Once the full list of User-Initiated Emails is retrieved, we can then manually check each entry’s SendDefinitionList.CustomObjectID to see if it matches the Data Extension’s ObjectID.

  • Journeys using this Data Extension as Entry Source

The biggest challenge for the "Data Extension" part of the app was retrieving Journeys and linking them to Data Extensions through Event Definitions. The complexity didn’t lie in the technical difficulty but in finding the most efficient way to handle this with concurrent API calls. Why? Because another object, Event Definitions, store the Data Extension name, but you can’t filter Event Definitions by Data Extension name directly. This left us with two possible approaches:

  1. Search All Event Definitions First: We could retrieve all Event Definitions, search for those related to the Data Extension, and then call the Journeys API using the Event Definitions by filtering "Journey Name equals Event Definition Name."
  2. Search Journeys First: Alternatively, we could first retrieve all Journeys, extract the Event Definition key (which is available in most cases), and then search for the related Event Definitions—first by key and then by name as a fallback. When searching by name, we also need to order the results by CreatedDate to ensure we retrieve the latest Event Definition since a Journey might have multiple versions using different Event Definitions having same name which Journey Name.

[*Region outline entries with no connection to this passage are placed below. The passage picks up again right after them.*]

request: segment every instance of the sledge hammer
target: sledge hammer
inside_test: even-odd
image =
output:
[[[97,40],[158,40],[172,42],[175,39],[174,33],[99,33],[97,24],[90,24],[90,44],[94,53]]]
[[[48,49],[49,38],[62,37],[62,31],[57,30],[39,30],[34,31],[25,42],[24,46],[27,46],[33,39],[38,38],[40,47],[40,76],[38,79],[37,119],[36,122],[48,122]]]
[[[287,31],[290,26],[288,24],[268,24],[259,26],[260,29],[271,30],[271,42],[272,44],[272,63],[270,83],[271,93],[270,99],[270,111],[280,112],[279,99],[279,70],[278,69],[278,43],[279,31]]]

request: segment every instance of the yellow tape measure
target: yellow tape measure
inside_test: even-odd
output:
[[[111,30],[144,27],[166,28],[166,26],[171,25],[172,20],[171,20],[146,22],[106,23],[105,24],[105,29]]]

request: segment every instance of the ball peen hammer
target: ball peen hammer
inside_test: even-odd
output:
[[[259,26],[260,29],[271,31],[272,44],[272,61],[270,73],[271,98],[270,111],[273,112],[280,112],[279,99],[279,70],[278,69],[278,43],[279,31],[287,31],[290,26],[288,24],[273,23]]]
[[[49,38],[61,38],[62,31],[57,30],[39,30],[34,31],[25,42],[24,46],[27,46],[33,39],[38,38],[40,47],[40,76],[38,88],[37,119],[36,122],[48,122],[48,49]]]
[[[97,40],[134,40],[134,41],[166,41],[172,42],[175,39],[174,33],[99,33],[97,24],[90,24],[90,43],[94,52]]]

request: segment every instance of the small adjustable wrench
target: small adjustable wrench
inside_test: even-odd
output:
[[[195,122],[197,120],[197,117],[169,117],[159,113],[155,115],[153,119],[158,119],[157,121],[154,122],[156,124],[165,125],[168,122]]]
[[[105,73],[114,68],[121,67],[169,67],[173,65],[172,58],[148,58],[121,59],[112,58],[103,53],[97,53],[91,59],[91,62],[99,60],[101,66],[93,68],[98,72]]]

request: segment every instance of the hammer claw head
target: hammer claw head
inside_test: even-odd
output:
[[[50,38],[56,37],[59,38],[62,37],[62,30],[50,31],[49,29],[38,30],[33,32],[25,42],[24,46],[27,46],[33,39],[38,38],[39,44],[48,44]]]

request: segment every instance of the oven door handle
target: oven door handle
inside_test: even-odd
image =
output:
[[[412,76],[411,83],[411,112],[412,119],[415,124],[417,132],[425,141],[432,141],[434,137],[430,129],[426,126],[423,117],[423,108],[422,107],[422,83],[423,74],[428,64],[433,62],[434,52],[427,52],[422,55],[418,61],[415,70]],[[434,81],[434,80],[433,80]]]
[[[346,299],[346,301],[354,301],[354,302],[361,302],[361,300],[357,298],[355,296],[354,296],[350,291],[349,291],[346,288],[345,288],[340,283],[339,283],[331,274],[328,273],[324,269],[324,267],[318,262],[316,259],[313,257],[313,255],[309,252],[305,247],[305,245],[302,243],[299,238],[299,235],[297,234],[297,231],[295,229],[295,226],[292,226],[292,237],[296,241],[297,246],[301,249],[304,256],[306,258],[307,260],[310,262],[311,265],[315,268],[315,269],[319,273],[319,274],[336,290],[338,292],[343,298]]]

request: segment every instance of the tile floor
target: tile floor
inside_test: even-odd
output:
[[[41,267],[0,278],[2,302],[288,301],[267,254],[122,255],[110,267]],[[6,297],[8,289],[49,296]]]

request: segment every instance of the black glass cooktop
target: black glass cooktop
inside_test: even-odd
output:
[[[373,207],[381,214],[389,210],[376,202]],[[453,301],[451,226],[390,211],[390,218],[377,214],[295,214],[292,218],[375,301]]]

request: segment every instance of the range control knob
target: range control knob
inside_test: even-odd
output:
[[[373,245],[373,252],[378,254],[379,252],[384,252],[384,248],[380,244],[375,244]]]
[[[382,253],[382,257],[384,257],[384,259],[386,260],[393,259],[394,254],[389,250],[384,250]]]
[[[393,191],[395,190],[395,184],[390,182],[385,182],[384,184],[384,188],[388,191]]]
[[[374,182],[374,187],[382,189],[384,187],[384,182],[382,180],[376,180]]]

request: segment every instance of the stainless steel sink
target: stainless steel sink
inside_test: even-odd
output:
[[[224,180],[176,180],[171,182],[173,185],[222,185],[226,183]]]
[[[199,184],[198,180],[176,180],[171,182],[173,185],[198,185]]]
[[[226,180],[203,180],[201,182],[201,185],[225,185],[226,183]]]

I chose option 2 for a few key reasons:

  • The number of Event Definitions often exceeds the number of Journeys. Event Definitions persist even when Journeys are deleted, and changing the entry source of a Journey in different versions creates additional Event Definitions.
  • Event Definitions can’t be filtered by their active status, but Journeys can. If you only want to search active Journeys, filtering becomes more efficient when you start with Journeys.
  • Journeys can’t be filtered by Event Definition Key, but Event Definitions can be filtered by the keys extracted from Journeys. This allows for more targeted searches and faster results.

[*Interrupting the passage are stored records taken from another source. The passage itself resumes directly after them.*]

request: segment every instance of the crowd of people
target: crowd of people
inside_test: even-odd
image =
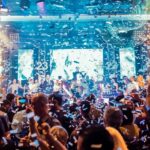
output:
[[[21,84],[10,84],[11,93],[0,103],[0,149],[150,149],[149,78],[112,79],[105,85],[88,80],[88,88],[83,78],[69,83],[60,77],[57,88],[49,81],[46,93],[44,84],[23,95]]]

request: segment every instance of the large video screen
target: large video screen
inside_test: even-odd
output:
[[[59,49],[54,50],[50,59],[51,77],[72,79],[76,68],[90,78],[101,80],[103,77],[102,49]]]
[[[135,52],[133,48],[120,49],[120,74],[123,76],[134,76],[135,68]]]
[[[28,80],[33,77],[33,50],[20,49],[18,51],[18,80]]]

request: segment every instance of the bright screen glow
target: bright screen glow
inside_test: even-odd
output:
[[[64,49],[54,50],[51,64],[51,77],[58,79],[72,79],[76,67],[80,72],[86,73],[90,78],[102,79],[103,76],[103,50],[100,49]]]
[[[120,73],[123,76],[134,76],[135,72],[135,52],[132,48],[120,49]]]
[[[18,80],[33,77],[33,50],[18,51]]]

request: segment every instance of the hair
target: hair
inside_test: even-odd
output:
[[[121,107],[123,113],[123,123],[122,125],[129,125],[133,123],[133,113],[132,110],[127,106]]]
[[[68,132],[62,126],[54,126],[50,129],[50,132],[55,136],[63,145],[67,145],[69,138]]]
[[[88,101],[82,101],[81,104],[80,104],[80,106],[81,106],[81,112],[82,112],[82,114],[83,115],[84,114],[88,115],[89,112],[90,112],[90,108],[91,108],[90,102],[88,102]]]
[[[111,134],[111,136],[113,137],[113,141],[114,141],[114,149],[113,150],[128,150],[127,145],[123,139],[123,137],[121,136],[121,134],[112,127],[106,127],[107,131]]]
[[[2,106],[11,105],[9,100],[3,100]]]
[[[79,135],[78,150],[113,150],[113,148],[113,138],[104,127],[89,127]]]
[[[123,122],[123,114],[117,107],[108,107],[104,112],[104,122],[106,126],[118,129]]]
[[[62,106],[63,97],[59,92],[55,92],[48,97],[48,100],[52,100],[54,104],[57,103],[59,106]]]
[[[36,115],[43,117],[48,113],[48,99],[44,94],[37,94],[33,96],[31,103]]]
[[[39,106],[42,107],[42,106],[46,105],[47,103],[48,103],[48,99],[42,93],[36,94],[32,98],[32,104],[33,105],[38,104]]]
[[[6,95],[6,100],[8,100],[8,101],[10,101],[10,102],[12,102],[14,98],[15,98],[15,95],[12,94],[12,93],[8,93],[8,94]]]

In the end, option 2 provided a more streamlined, efficient approach, especially when handling large datasets and numerous Event Definitions.

After this, we had to tackle the issue of concurrency. SFMC allows only 100 concurrent REST API calls at a time, so I implemented a strategy to prevent hitting this limit. After retrieving all the Journeys with their Event Definition keys and names, I batch the Event Definitions in groups of 50 and introduce a 0.5-second delay between batches. This ensures we stay within SFMC's API rate limits while still making concurrent API calls to retrieve the Data Extension name from each Event Definition.

This approach helps maintain efficiency, especially when additional API calls are required based on the user’s selection, such as when they include Scripts or CloudPages in their search, or when other calls are made for different apps/solutions during this time.

Another challenge involved sanitizing URLs while searching for Event Definition names. Simple URL sanitization wasn’t enough for certain cases. For example, names like "This_is_a_name_for_the_journey[one-two-three]" could return zero results even after sanitization. To handle this, I added a custom function that truncates the name before any special characters like "[". So, the name "This_is_a_name_for_the_journey[" could bring the result for the search. This logic might need adjustment depending on specific naming conventions, especially for Journey names that start with special characters like "[".


Example view for CloudPages

  • Scripts Activities including this Data Extension

Script Activities, unfortunately, don't offer the same flexibility as Queries when it comes to searching through their content. The only field that can be filtered is the name. As a result, retrieving all Script Activities concurrently is necessary, and then manually searching for the data extension name within their content.

For this search, I opted not to narrow it down by specifically targeting AMPscript functions, as data extension names can also be assigned to variables, making it harder to pinpoint exact references. However, if you want to refine the search further—for example, limiting it to instances where data extension names are explicitly used in AMPscript or other functions—you can modify the code to meet your specific needs.

  • CloudPages including this Data Extension

Interestingly and unfortunately, I couldn’t make the queries I used for email searching work for CloudPages. As a result, I had to adopt a similar approach to what I did for Scripts—retrieving all CloudPages concurrently and going through the content manually. The same considerations I mentioned for Scripts apply here as well; the logic can be adjusted to fit specific needs if required. I only used "webpage" as assetType.

Here, I was sneakily trying to explore if there was a way to refine the search for Cloudpages and thanks a lot to Adam Spriggs who tried to help:

https://salesforce.stackexchange.com/questions/425509/searching-through-the-content-of-a-cloudpage

Automation Activities (Scripts, Filters, Imports, Queries)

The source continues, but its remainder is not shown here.